Ukraine : The UN and Russia Make a Deal on the Side of the Black Sea Initiative : PassBlue / Tom McDermott
PassBlue reported this week on the Curious UN-Russian Side Deal to Get Russian Food and Fertilizers to World Markets. This is not the agreement known as the Black Sea Initiative signed on 22 July and brokered by Turkey and the UN and designed to allow export of Ukrainian grain. The latter agreement was designed to allow ships carrying Ukrainian grain to pass through the Russian naval blockade of Ukraine's ports. That agreement came into serious doubt less than 24 hours after it was signed when Russia bombarded Ukraine's main port, Odessa.
The separate agreement is a 3 year MoU between Russia and the UN seems apparently intended to ease Russian exports of food and fertilizers during current Western sanctions. Russia is the world's major exporter of fertilizers, so in that sense the agreement seems important. The curious part is that the sanctions in question specifically exempt Russian exports of food and fertilizers.
Why then a special agreement?
As PassBlue reports: "For Russia, the deal could be a huge gain because it aims to remove all barriers, imagined or otherwise that companies in finance logistics and insurance circles may face when doing business with Russia, as they fear they will be fined and incur other black marks. These industries have also been hit the hardest in Russia from Western sanctions."
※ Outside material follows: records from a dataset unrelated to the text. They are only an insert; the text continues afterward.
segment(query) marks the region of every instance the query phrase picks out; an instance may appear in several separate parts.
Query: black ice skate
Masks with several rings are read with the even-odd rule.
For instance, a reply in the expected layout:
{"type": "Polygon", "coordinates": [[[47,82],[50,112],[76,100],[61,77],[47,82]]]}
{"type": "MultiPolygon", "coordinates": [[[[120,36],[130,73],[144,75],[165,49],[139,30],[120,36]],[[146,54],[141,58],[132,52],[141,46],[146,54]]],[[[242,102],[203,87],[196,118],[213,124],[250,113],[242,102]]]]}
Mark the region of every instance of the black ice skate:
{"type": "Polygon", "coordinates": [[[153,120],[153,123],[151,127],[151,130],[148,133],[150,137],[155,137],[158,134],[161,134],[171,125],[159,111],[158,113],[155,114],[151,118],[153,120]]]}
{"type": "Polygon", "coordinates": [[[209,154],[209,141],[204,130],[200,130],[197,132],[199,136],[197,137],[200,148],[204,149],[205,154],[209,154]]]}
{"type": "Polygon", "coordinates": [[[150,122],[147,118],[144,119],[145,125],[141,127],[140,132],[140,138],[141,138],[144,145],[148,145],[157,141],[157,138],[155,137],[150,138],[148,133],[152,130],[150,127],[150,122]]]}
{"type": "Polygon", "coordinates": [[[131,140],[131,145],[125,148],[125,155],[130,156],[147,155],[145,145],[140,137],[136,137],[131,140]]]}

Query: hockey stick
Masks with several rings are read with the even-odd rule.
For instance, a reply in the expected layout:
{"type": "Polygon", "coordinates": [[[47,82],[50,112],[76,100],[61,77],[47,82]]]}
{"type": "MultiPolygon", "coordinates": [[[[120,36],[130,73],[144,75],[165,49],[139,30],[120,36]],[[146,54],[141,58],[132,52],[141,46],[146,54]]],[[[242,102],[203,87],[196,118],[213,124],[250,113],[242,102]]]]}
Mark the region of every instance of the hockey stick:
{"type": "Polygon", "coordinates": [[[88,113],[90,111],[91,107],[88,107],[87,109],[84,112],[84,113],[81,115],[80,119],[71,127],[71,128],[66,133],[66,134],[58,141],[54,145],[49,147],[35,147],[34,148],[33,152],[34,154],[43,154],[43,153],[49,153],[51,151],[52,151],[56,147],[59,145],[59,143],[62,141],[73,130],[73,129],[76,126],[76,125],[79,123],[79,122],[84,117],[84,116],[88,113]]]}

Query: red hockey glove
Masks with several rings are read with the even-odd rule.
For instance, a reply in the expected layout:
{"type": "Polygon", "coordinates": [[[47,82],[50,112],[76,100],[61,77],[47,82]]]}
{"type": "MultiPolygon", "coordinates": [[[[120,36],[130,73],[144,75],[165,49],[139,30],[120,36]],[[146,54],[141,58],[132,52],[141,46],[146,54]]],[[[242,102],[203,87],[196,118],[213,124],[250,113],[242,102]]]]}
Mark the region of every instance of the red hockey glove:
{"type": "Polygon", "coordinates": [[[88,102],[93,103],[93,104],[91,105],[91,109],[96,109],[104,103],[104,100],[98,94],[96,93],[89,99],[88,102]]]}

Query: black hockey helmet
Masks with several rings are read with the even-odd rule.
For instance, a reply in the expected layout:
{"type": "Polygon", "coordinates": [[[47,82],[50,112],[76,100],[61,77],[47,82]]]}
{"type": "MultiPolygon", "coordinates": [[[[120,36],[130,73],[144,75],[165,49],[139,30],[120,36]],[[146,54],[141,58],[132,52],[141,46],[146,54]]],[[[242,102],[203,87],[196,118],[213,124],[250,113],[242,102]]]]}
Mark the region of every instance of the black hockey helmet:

Moreover, other parts of the agreement speak of how Russia can and should access UN procurement channels - something Russia has done for years. "The MoU never says where and how the Russian goods will be exported and puts the onus on the UN to overcome a range of obstacles."
"It seems intentionally written to include any Russian vendor — rather than only food- and fertilizer-related — into the UN procurement system, thus trying to pre-empt further requests by Ukraine and its allies to stop buying Russian goods and services. In 2021, these totaled more than $282 million."The MoU will apparently be administered on the UN's behalf by UNCTAD, while the Black Sea Initiative will be managed by OCHA which will establish a Joint Coordination Center in Istanbul.